This is the time of year when all the college acceptances start pouring in. You may spend April doing some final visits to figure out which school is right for you now. You may not know what you want to major in, but you likely have a couple of alternatives in mind. It’s not too soon to take a look at the classes your possible schools have and start roughing out a plan. (If you know which one you’re going to go to, you can get more detailed from the start.) This will make college a more valuable, productive experience, and any opportunity to practice this kind of planning will be critical to success in your career. Planning your classes yourself and continuing to rough out the plan as new information becomes available will help you graduate on time and save you a ton of money in the process. (The money aspect may make it tempting for parents to take over this spreadsheet, but if you are a parent who really must, at least use it in stealth mode, to prompt your student to double-check their facts. Land the helicopter and walk away.) It may also save you some false starts. For example, some science majors at some schools are not easily compatible with a semester abroad—taking a look now will help you pick the right school and go in to a chosen school aware from the start about any potential trade-offs between your interests.

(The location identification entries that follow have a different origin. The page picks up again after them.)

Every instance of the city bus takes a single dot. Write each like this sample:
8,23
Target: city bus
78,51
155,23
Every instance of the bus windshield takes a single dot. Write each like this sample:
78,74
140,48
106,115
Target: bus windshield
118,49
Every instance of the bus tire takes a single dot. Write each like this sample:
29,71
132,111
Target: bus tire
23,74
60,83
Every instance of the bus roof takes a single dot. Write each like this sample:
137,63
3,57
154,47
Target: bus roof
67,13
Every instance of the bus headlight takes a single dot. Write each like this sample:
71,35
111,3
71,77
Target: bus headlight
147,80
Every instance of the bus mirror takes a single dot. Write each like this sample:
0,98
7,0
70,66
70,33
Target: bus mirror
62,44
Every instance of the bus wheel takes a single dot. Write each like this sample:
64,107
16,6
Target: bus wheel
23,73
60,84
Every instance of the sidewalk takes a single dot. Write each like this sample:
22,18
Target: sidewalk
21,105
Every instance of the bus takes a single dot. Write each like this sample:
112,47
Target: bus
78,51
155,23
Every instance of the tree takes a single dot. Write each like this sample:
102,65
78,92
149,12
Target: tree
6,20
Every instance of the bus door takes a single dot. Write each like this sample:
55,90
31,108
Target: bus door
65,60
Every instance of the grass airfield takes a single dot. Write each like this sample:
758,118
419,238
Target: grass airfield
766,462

By way of example, I thought I’d use one my sons’ college experience. To help you drill down into as much of the detail as you like, without my writing too much into the weeds, I’m linking extensively to the University of Puget Sound website throughout. His journey may be very different from what you imagine for yourself, but the twists and turns of his college career are probably far less than the average experience. The point of adolescence, college, and those first few jobs out of college is to help you figure out who you want to be and what you want to do, so you should expect you’ll need to adjust the grand plan constantly. (BTW, the same thing will be true of your career—see the animation in my last post.)

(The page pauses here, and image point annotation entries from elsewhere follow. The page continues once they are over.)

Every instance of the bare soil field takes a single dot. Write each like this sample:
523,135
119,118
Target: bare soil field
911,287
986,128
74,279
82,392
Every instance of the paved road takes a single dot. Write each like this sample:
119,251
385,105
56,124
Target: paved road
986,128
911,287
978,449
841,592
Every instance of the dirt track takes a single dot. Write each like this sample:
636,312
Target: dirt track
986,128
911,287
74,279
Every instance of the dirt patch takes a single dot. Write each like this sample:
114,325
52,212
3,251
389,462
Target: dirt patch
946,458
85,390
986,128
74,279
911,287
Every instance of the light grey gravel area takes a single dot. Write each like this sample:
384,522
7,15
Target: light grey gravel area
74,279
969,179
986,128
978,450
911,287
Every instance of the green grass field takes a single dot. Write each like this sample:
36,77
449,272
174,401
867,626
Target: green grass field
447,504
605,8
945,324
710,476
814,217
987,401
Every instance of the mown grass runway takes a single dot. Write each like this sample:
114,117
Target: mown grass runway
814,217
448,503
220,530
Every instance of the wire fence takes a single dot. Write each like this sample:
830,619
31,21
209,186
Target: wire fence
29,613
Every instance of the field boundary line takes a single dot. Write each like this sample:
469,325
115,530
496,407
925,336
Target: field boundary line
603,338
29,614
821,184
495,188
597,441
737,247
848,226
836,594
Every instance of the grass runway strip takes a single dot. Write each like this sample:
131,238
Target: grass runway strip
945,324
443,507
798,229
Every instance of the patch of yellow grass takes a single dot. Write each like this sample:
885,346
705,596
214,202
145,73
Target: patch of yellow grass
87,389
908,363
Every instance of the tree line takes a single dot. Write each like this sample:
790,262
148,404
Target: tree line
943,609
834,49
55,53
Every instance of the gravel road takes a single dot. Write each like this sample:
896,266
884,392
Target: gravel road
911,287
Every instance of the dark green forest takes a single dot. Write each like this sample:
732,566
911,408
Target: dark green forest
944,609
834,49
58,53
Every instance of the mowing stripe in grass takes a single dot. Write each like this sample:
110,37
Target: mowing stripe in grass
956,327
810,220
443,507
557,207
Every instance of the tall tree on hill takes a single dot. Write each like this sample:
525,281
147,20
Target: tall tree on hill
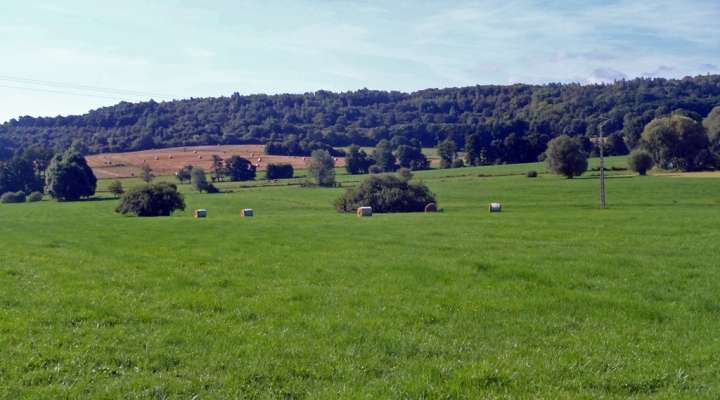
677,142
357,161
384,157
321,168
218,169
239,169
566,156
146,173
447,150
69,178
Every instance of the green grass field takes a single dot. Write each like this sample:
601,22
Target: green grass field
552,298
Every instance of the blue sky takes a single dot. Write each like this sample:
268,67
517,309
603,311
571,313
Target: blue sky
67,57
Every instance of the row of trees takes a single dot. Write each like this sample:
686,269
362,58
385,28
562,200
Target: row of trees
385,158
502,123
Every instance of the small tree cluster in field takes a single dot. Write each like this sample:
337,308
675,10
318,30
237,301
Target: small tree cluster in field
239,169
386,193
321,168
69,177
146,173
34,197
640,161
279,171
184,174
565,156
115,187
152,200
447,150
357,161
12,197
200,183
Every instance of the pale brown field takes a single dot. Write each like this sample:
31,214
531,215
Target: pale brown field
168,161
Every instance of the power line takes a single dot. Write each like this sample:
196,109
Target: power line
61,92
81,87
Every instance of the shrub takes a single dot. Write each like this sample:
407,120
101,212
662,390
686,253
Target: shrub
116,188
640,161
200,183
239,169
34,197
565,156
152,200
69,177
279,171
12,197
386,193
321,168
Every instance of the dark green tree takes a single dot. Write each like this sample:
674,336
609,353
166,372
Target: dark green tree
447,150
279,171
321,168
146,173
357,161
384,157
676,142
184,174
640,161
115,187
412,157
239,169
69,178
565,156
153,200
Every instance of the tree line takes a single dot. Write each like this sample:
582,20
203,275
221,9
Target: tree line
503,124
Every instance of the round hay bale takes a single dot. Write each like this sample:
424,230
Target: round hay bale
431,207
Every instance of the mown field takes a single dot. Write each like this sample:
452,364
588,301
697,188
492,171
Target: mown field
553,298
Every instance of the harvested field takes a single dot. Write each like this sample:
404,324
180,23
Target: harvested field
167,161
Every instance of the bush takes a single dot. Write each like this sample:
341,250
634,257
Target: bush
279,171
386,193
565,156
34,197
69,177
640,161
321,168
200,183
12,197
152,200
115,187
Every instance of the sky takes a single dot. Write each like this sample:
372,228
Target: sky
71,56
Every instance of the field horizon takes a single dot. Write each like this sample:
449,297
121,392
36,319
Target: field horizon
553,296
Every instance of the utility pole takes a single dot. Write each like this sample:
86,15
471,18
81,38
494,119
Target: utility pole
601,143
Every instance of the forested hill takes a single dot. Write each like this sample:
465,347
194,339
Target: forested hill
516,120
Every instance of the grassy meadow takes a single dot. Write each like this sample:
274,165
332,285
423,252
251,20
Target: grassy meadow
552,298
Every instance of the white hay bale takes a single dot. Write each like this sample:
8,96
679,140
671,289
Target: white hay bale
364,212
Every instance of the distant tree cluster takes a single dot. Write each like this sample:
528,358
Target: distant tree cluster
387,193
279,171
387,157
492,124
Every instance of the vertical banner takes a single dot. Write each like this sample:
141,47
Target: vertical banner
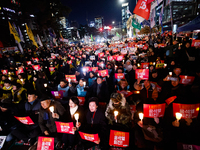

Luckily, my son, Nick, was willing to send me the College Schedule spreadsheet he showed me over the holidays and said I could share it. By way of background, Nick’s a senior at the University of Puget Sound, graduating this May (2016). He was admitted as a freshman with a Humanities minor and as part of the Honors program. Right off, getting accepted to both programs meant he had to take both program-specific freshman writing seminars (on his sheet these are the HUM classes in freshman semester, although they now have different SSI-1 designations in the link above). Our family thought that was a good thing, because while he was a strong writer and coming out of a large, well-regarded public high school, his classes typically had 30–40 students.